The light tergite threw me also, and going by the leaf, it is quite small. The blue color of the rock its on also looks odd for some reason, but who am I to say what is normal or abnormal there...Still its stunning


----------



## thebugfreak (Jan 29, 2010)

i found the site he posted the picture up. he called it the "milne bay centipede" but when i searched that name up in google, i wasent able to find any other photos of that centipede... 

check it out yourself and tell me what you think about it. i dont think he used any photo shop methods or anything along those lines because he has other pictures of bugs/animals he took in papua new guinea. but at least we know where he found the pede. 
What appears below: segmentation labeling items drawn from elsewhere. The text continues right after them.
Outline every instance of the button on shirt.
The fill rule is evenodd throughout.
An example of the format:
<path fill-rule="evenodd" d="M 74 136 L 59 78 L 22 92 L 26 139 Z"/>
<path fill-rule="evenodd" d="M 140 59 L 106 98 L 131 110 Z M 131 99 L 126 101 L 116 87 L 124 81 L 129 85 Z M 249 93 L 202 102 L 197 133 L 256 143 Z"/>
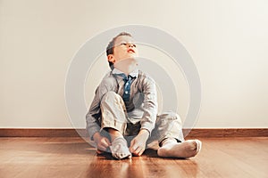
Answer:
<path fill-rule="evenodd" d="M 139 119 L 141 128 L 150 133 L 155 127 L 157 114 L 157 93 L 155 82 L 146 73 L 136 69 L 127 77 L 113 69 L 98 85 L 89 110 L 86 116 L 87 131 L 92 138 L 100 131 L 102 97 L 113 91 L 121 95 L 125 102 L 127 117 Z"/>

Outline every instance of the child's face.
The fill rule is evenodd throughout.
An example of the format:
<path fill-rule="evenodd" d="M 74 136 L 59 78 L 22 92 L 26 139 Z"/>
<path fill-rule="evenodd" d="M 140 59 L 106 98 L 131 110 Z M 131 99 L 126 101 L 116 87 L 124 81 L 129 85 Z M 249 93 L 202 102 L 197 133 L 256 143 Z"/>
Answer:
<path fill-rule="evenodd" d="M 129 36 L 120 36 L 114 41 L 113 54 L 108 55 L 108 61 L 115 63 L 122 60 L 133 60 L 138 56 L 138 49 L 133 43 L 133 38 Z"/>

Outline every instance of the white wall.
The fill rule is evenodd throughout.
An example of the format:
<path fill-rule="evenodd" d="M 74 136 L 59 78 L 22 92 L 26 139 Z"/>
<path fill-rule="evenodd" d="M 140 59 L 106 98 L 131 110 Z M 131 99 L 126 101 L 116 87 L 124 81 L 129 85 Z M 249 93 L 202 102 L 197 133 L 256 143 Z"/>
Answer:
<path fill-rule="evenodd" d="M 128 24 L 163 29 L 191 54 L 202 84 L 196 127 L 267 127 L 267 9 L 265 0 L 0 0 L 0 127 L 71 127 L 64 81 L 74 53 Z"/>

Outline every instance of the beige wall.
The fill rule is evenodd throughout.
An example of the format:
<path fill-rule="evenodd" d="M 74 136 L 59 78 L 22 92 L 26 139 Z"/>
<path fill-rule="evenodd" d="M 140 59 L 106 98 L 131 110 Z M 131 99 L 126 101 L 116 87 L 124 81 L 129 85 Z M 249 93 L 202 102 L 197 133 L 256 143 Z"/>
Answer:
<path fill-rule="evenodd" d="M 64 80 L 73 55 L 128 24 L 159 28 L 191 54 L 202 84 L 196 127 L 267 127 L 267 9 L 265 0 L 0 0 L 0 127 L 71 127 Z M 178 84 L 183 118 L 188 93 Z"/>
http://www.kerrykriger.com/travel/papua-new-guinea.html

the picture is in the beggining of about the last quarter of the page.


----------



## Galapoheros (Jan 29, 2010)

Cool info, thanks.  Fergusson Island is where Milne Bay is, you can type it in at Google Earth and it should take you there.  Pretty cool looking island, looks like hardly any people are there, maybe the volcanoes have something to do with that.  That'd be fun but I hate the idea of traveling these days, what a pain.


----------



## szappan (Jan 30, 2010)

I'd guess it's a _subspinipes_ pling of some sort... it's a real shame Steven's excellent scolopendra site is down, it'd be great to see what species have been reported in that area.

But it's a gorgeous little 'pede!  Thanks for the share!


----------



## peterbourbon (Jan 30, 2010)

szappan said:


> ...it'd be great to see what species have been reported in that area.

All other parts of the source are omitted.